Thank you for sharing your views on this important matter.

The Honourable Josée Verner
Minister of Canadian Heritage, Status of Women and Official Languages and Minister for La Francophonie

The Honourable Jim Prentice
Minister of Industry

While it doesn’t immediately answer my question, I did follow the link given and found this page, which effectively does answer my question:

http://www.ic.gc.ca/epic/site/crp-prda.nsf/en/rp01162e.html

Paris - dog signBasically I read this as saying that one lawsuit may only have 500.00 worth of damages for copying, 20 000 for DRM  cracking.  It could be argued that the tenuous recording industry may bring 1000 lawsuits in cases where 1000 songs are found on a computer, but I think we just have to pray that the fact that we live in Canada would get all but one of those lawsuits thrown out of court.

While this doesn’t make me any happier with the bill, I have to admit that the Conservative response to my questions and the clarification of the issues has been much more proactive than that of any other party.  While that does stick in my craw a bit as an avid NDP supporter, one has to give credit where credit is due.  As of press time, neither the NDP or the Liberals have anything on their websites to do with the Copyright Act.  Where are their parties going to position themselves on this issue?  I think we need to know.

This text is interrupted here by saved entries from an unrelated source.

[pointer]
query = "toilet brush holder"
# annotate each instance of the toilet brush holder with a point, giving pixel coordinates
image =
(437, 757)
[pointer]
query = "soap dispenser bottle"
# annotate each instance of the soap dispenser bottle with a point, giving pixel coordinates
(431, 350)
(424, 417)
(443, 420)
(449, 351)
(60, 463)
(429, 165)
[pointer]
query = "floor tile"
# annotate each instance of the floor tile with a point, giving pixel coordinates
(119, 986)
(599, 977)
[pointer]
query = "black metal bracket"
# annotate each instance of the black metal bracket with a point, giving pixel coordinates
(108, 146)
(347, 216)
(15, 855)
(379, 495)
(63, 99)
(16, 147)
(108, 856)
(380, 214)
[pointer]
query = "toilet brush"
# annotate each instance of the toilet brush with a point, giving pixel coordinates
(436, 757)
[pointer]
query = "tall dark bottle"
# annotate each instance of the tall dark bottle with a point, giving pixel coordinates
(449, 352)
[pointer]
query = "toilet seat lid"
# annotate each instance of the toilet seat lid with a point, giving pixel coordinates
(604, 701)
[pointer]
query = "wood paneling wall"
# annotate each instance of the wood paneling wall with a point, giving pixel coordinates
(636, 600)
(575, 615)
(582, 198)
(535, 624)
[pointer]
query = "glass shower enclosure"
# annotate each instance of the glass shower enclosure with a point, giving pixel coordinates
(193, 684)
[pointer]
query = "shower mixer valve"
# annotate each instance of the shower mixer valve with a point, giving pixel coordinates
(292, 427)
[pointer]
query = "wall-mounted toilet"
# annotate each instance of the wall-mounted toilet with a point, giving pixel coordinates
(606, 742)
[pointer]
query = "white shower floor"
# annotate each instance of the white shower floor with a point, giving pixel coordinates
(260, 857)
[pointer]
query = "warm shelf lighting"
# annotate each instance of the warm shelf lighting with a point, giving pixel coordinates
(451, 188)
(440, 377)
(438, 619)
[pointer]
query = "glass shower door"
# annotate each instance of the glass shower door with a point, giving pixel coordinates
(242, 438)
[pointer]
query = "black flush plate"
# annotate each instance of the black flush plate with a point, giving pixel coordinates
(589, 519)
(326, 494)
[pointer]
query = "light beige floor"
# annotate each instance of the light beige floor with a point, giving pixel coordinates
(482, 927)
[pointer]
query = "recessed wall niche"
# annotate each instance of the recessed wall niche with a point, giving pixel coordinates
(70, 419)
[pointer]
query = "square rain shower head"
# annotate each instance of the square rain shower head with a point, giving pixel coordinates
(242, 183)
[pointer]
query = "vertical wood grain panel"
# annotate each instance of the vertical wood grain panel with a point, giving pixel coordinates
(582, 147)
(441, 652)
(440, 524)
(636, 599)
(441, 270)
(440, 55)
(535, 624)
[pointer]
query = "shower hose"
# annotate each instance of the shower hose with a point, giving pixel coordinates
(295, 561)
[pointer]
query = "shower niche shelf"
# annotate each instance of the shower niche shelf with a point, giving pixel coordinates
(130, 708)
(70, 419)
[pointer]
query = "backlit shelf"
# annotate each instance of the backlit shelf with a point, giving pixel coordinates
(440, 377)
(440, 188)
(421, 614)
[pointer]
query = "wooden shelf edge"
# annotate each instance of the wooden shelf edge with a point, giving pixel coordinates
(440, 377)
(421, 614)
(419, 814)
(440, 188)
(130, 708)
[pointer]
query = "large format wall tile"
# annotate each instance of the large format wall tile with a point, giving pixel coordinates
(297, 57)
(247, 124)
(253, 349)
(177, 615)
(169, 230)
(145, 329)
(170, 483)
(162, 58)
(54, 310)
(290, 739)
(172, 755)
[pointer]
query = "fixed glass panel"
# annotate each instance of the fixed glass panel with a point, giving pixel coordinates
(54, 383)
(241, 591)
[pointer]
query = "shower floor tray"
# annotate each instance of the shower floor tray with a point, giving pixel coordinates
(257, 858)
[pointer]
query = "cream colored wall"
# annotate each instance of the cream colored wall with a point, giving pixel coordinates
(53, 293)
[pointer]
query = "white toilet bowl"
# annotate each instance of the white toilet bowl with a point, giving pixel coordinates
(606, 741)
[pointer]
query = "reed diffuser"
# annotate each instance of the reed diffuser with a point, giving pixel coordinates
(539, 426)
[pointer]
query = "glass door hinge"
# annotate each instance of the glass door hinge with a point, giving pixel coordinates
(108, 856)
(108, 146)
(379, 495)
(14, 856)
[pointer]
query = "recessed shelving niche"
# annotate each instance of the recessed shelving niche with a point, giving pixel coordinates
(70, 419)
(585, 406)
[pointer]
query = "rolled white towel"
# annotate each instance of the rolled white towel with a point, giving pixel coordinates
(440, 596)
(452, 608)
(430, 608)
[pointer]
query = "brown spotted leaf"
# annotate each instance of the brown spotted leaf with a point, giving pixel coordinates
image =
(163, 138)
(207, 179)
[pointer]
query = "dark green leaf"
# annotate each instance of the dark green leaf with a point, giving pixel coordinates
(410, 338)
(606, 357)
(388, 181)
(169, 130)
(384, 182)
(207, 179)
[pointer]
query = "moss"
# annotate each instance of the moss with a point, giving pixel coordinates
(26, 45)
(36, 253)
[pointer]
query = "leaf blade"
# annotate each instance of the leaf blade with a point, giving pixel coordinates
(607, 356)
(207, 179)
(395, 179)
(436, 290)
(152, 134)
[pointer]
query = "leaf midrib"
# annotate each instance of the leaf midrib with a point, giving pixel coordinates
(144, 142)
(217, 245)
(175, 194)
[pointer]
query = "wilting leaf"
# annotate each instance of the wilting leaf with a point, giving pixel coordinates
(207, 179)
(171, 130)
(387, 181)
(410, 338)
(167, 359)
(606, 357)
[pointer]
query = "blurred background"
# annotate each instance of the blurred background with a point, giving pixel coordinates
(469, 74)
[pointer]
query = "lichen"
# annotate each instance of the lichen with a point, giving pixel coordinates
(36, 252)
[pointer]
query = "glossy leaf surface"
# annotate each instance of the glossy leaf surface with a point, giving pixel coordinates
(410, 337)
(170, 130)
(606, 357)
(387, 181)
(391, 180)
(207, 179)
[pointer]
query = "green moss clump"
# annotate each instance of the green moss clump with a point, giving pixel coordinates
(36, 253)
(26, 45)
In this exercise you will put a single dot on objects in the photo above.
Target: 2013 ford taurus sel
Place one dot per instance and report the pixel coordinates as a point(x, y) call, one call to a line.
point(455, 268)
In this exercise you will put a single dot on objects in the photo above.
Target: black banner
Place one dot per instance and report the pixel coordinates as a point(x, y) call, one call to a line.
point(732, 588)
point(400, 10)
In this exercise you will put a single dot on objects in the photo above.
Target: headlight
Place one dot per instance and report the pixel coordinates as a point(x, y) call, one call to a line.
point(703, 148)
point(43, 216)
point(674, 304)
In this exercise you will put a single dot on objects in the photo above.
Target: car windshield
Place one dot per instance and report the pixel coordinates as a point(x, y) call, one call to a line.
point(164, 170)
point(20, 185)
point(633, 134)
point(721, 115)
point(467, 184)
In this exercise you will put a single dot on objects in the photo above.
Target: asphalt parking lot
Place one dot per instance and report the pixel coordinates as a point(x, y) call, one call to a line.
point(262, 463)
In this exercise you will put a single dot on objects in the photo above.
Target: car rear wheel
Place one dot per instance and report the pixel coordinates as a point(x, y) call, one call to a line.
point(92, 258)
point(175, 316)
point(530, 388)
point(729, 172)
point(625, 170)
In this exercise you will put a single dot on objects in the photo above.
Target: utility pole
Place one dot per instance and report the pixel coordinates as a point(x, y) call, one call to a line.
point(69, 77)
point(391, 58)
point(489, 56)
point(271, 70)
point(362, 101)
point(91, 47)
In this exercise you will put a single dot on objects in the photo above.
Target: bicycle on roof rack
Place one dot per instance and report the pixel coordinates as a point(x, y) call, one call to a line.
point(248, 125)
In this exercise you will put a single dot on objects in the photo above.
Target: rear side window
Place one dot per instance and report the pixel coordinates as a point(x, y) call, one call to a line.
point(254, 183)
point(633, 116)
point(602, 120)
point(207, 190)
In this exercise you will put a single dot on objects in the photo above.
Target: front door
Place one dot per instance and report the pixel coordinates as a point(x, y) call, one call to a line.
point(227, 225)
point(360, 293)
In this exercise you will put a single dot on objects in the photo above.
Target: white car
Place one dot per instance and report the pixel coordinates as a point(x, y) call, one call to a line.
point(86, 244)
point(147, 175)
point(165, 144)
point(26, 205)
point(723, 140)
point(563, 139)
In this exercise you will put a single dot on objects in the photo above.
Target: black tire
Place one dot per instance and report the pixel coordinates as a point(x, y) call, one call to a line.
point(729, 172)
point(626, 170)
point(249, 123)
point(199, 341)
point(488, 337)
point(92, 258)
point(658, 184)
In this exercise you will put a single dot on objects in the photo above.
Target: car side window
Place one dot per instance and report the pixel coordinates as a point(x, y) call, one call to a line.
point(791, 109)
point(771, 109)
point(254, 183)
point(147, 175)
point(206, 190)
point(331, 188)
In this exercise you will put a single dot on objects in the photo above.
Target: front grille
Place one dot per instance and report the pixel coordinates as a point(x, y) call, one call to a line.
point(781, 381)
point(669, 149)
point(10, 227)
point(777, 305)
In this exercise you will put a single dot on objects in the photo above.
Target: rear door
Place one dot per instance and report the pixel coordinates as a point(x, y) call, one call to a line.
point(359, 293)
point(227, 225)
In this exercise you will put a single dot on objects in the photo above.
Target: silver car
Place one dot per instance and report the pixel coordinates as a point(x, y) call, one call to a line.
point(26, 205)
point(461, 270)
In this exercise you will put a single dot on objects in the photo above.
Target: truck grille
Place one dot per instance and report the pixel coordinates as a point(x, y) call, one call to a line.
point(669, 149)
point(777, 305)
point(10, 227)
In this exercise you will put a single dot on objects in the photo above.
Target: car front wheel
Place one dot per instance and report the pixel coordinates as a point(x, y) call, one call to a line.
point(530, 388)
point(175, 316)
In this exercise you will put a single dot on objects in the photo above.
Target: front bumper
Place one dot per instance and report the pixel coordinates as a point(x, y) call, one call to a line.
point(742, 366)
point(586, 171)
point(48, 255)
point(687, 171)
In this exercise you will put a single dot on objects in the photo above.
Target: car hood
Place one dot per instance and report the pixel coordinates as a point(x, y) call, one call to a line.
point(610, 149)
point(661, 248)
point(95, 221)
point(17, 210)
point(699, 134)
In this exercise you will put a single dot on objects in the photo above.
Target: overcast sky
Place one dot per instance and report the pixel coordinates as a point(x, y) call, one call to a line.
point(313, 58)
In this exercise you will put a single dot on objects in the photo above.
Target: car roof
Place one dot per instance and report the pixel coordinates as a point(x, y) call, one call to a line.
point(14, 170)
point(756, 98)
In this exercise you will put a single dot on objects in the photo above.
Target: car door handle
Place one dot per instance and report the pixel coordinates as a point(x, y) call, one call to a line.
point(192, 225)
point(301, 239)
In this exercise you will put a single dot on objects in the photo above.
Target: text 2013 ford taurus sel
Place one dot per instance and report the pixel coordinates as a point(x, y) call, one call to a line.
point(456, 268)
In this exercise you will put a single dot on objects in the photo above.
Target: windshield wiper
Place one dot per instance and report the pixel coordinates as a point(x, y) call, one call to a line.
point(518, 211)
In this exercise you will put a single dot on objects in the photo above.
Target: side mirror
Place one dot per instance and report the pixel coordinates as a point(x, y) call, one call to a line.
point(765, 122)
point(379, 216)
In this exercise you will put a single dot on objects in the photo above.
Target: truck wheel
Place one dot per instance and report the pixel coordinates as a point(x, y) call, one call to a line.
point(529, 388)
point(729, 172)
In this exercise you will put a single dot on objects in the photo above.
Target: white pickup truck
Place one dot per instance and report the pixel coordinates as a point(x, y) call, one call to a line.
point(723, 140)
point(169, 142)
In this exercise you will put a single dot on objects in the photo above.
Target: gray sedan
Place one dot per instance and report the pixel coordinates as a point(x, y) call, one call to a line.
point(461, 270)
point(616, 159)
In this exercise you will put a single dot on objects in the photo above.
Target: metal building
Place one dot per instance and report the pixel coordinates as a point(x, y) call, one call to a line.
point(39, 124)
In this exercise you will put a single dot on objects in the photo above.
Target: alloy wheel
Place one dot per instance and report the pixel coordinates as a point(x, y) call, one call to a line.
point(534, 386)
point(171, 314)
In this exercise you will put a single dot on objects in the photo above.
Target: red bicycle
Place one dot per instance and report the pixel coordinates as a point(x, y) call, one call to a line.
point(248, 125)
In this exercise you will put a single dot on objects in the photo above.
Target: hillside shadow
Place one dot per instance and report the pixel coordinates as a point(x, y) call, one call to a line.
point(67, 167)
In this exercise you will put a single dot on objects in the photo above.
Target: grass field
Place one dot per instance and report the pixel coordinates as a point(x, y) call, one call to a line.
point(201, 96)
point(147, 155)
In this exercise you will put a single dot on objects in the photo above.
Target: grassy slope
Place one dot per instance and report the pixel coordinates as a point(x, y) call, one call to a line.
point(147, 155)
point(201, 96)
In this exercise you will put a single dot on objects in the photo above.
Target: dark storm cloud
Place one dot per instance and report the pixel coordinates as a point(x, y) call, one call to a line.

Meanwhile, the best site for up-to-date news and educated opinion about the Copyright Act continues to be michaelgeist.ca - I encourage anyone who hasn’t been there to check it out.

Comments

Comment from ENO
Time: June 20, 2008, 10:51 am

You are mistaken. Read the limitations paragraph within the link you have provided:

>> For infringements that are not for private purposes, the current range of statutory damages (between $500 and $20 000 for each work infringed) would remain available.

For example: posting music using the Internet or peer-to-peer (P2P) technology.

Since when you use a P2P network to download a song you are at the same time sharing it (posting) “between $500 and $20,000 FOR EACH WORK INFRINGED” would apply.

If you do not delete the songs from your “share” folder you are in big trouble.

Hey Eno:
I thought this too at first but upon a second reading, there are two things I noticed:

1. “For infringements that are not for private purposes” i.e. I am selling copies rather than just using personally, which most private Canadians wouldn’t be.

2. There is a further example of movies on a private individual’s computer further down on the page, they specifically say that for all 5 movies the maximum fine is $500.00 for a private individual.

“For example, if you downloaded five movies without authorization:

* Under current law, you could be liable for up to $100 000 in statutory damages
* Under the proposed bill, you would be liable for $500″

Not defending the bill, just want to make sure that the info I am giving is accurate. Thanks for pointing it out though as I probably wasn’t clear enough. Cheers!

Comment from ENO
Time: June 20, 2008, 11:18 am

Analyze carefully the statement: posting music using peer-to-peer (P2P) technology.

Peer to peer technology do not allow you to post music: you share music with the connected peers. Once you are sharing you cannot claim the “personal use” anymore. The misleading word here is downloading. There isn’t a single internet service that I know of which allows you to “only” download (besides the legal ones).

As University of Ottawa law professor Jeremy deBeer has stated: Using BitTorrent would be infringement of the worst kind, because you’d be both downloading and uploading. That’s big-time infringement.

http://www.theglobeandmail.com/servlet/story/RTGAM.20080613.wgtcopyrightchat0613/BNStory/Technology/home/?pageRequested=all

Comment from ENO
Time: June 20, 2008, 11:27 am

By the way read the last Michael’s post: “A Week in the Life of the Canadian DMCA: Part Five” for more insights.

Thank you Eno! I will be going away for a short vacation but on my return I will write a new letter regarding definition of “private use” and how that will be addressed in the bill. Let me know if you have anything else you think I should include. It is so important to get a two way conversation going with the government on any issue - I would also like to see more artist rather than studio protection, but that’s a whole new issue.